Jeudi 16 novembre, dans un entretien au Figaro, Laurent Wauquiez a montré qu’il reste soucieux du rassemblement. Pour tranquilliser les modérés, il a donné des gages sur son identité européenne : « Je rejette l’étiquette d’eurosceptique ; je suis un Européen convaincu. Face à la mondialisation et pour que la France pèse et se protège, il est indispensable de s’adosser à l’Europe. » Pour mobiliser ses partisans, il s’est dit adepte d’une « union des Etats-nations » et d’un « traité de refondation » soumis à un référendum afin que « la France retrouve la souveraineté sur sa politique migratoire ».

Le plus dur commence peut-être

Un exercice de funambulisme qui donne un avant-goût du chemin escarpé qui l’attend dans les mois à venir. Car le plus dur commence peut-être maintenant pour Laurent Wauquiez. Depuis le mois de juin, la droite est écartelée et atone.
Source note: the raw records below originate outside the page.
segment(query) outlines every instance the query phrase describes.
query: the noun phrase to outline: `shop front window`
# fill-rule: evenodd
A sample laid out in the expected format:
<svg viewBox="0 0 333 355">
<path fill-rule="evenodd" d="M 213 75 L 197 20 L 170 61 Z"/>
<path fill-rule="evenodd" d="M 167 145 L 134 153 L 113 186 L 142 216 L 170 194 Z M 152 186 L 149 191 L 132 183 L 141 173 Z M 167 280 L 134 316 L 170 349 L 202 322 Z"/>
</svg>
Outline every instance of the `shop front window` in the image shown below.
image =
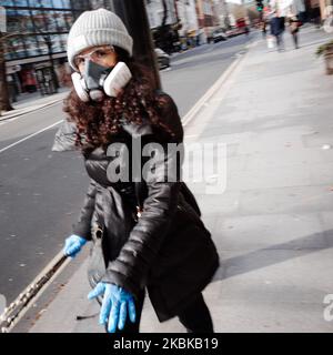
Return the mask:
<svg viewBox="0 0 333 355">
<path fill-rule="evenodd" d="M 53 11 L 46 11 L 43 13 L 44 18 L 46 18 L 46 30 L 48 32 L 59 32 L 58 30 L 58 23 L 57 23 L 57 17 L 54 17 L 54 12 Z"/>
<path fill-rule="evenodd" d="M 52 8 L 52 0 L 29 0 L 31 8 Z"/>
<path fill-rule="evenodd" d="M 69 24 L 65 20 L 67 11 L 54 11 L 53 18 L 58 23 L 59 32 L 68 32 L 69 31 Z"/>
<path fill-rule="evenodd" d="M 17 21 L 17 12 L 14 10 L 7 10 L 7 31 L 9 33 L 19 32 L 19 23 Z"/>
<path fill-rule="evenodd" d="M 12 2 L 14 2 L 17 7 L 28 7 L 27 0 L 14 0 Z"/>
<path fill-rule="evenodd" d="M 1 7 L 13 7 L 13 6 L 14 6 L 13 0 L 1 1 Z"/>
<path fill-rule="evenodd" d="M 61 49 L 61 40 L 59 36 L 50 36 L 51 43 L 52 43 L 52 53 L 59 53 L 62 52 Z"/>
<path fill-rule="evenodd" d="M 41 51 L 39 49 L 39 43 L 34 36 L 24 37 L 24 42 L 26 42 L 27 53 L 29 57 L 41 54 Z"/>
<path fill-rule="evenodd" d="M 48 37 L 37 36 L 38 43 L 39 43 L 39 50 L 41 54 L 49 54 L 49 48 L 47 42 L 49 41 Z"/>
<path fill-rule="evenodd" d="M 20 59 L 27 57 L 22 38 L 10 37 L 6 42 L 7 58 L 9 57 L 10 59 Z"/>
<path fill-rule="evenodd" d="M 70 0 L 53 0 L 54 9 L 70 9 L 71 1 Z"/>
<path fill-rule="evenodd" d="M 46 26 L 46 19 L 43 17 L 42 11 L 34 10 L 32 11 L 32 20 L 34 23 L 36 32 L 44 31 L 47 26 Z"/>
<path fill-rule="evenodd" d="M 18 10 L 16 22 L 18 24 L 19 31 L 33 32 L 33 23 L 28 10 Z"/>
</svg>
En nommant des ministres de droite et en attirant des députés attirés par sa politique économique, Emmanuel Macron a réussi à déstabiliser LR qui se retrouve avec un nouveau parti sur son aile gauche, Agir fondé par Franck Riester et une vingtaine d’autres élus. Le nouveau président de LR aura donc la lourde tâche de rassembler les élus tout en ne décevant pas le noyau dur de la droite. Avant la fin du mois de décembre, il devrait annoncer la nomination d’une douzaine de personnalités pour diriger le parti. En janvier, il mettra en place une sorte de Shadow cabinet avec des élus chargés de travailler sur des thématiques particulières. A plus long terme, son défi sera de faire exister à nouveau la droite par des déclarations et des propositions susceptibles d’interpeller les déçus du FN et de remobiliser l’électorat de la droite dure tout en n’effrayant pas les personnalités modérées. S’il échoue, LR pourrait se recroqueviller et se marginaliser durablement.